New research by the U.S. Centers for Disease Control and Prevention (CDC) indicates that Missouri is one of seven states experiencing a significant rise in casual smoking. The percentage of Missouri adults who report having smoked "some days" has risen steadily each year from 13.9 percent in 1997 to 22.5 percent in 2001.

"This could indicate that more people are taking an intermediate step of reducing smoking without quitting completely," said Janet Wilson, Chief of the Missouri Department of Health's Bureau of Health Promotion. "Many regular smokers who only cut down instead of quitting completely, simply become more efficient smokers, taking deeper, or more, puffs of their cigarettes," Wilson said. "Of course this means their risk of disease remains high."

Wilson said CDC research has found that smokers can cut the number of cigarettes they smoke each day by as much as half and still not decrease their risk of death from tobacco-related diseases, which remains the same as someone smoking 15 or more cigarettes per day.
Also in this study a few states were shown to have a significant, steady decrease in current smoking rates among adults over the past several years-Missouri is not one of these states. According to officials with CDC, the factors that might have contributed to reductions in current rates of smoking in some states include increased retail prices of cigarettes and smoking bans in public places.

"It is encouraging to see that public policy is making a difference in people's lives," Wilson said. "There is very good evidence that these kinds of policies would also work here in Missouri."

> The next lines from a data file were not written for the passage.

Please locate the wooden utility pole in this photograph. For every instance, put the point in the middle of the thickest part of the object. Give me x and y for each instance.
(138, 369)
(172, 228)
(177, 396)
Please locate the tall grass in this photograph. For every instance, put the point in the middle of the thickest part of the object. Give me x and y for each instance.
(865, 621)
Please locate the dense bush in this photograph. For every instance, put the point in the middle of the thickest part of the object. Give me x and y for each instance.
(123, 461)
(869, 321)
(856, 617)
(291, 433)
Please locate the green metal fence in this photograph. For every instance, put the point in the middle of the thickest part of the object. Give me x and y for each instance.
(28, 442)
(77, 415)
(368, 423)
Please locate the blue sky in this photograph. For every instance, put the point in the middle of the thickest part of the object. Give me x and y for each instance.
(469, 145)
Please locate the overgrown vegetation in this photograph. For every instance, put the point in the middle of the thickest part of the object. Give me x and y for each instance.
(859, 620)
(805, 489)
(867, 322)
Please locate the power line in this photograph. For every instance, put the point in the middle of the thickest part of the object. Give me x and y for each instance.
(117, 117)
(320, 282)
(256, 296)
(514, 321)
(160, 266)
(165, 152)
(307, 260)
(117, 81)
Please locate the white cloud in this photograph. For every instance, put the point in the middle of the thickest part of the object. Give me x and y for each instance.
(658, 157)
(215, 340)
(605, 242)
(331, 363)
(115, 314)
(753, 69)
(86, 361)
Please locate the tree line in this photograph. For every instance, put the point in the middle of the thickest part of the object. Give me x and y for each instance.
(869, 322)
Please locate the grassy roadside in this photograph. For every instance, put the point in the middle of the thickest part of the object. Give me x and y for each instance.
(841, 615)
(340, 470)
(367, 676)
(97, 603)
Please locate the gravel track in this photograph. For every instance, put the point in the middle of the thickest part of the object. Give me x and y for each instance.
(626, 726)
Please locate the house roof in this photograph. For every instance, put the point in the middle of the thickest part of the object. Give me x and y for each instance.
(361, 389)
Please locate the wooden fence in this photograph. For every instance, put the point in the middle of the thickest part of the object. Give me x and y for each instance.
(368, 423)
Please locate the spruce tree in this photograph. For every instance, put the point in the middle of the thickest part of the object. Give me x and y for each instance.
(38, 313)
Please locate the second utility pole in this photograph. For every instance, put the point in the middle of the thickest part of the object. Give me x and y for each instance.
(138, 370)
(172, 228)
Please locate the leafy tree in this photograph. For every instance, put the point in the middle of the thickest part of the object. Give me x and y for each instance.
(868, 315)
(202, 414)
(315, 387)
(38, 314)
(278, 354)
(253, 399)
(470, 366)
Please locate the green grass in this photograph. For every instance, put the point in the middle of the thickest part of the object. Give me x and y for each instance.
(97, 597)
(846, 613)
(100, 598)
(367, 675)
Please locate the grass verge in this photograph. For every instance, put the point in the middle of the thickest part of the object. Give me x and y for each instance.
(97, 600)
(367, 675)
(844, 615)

In the CDC study, Missouri was one of the 41 states where the adult rate of smoking remained static for the study period from 1996 to 2001. The Missouri rate was 25.9 percent. For the study, CDC used a random-digit, dialed telephone survey of the non-institutionalized U.S. population of adults greater than 18 years of age. To determine current cigarette smoking, respondents were asked, "Have you smoked at least 100 cigarettes in your entire life?" and "Do you now smoke cigarettes every day, some days, or not at all?"

Cigarette smoking is the leading preventable cause of death in the United States, and is responsible for approximately 440,000 deaths each year.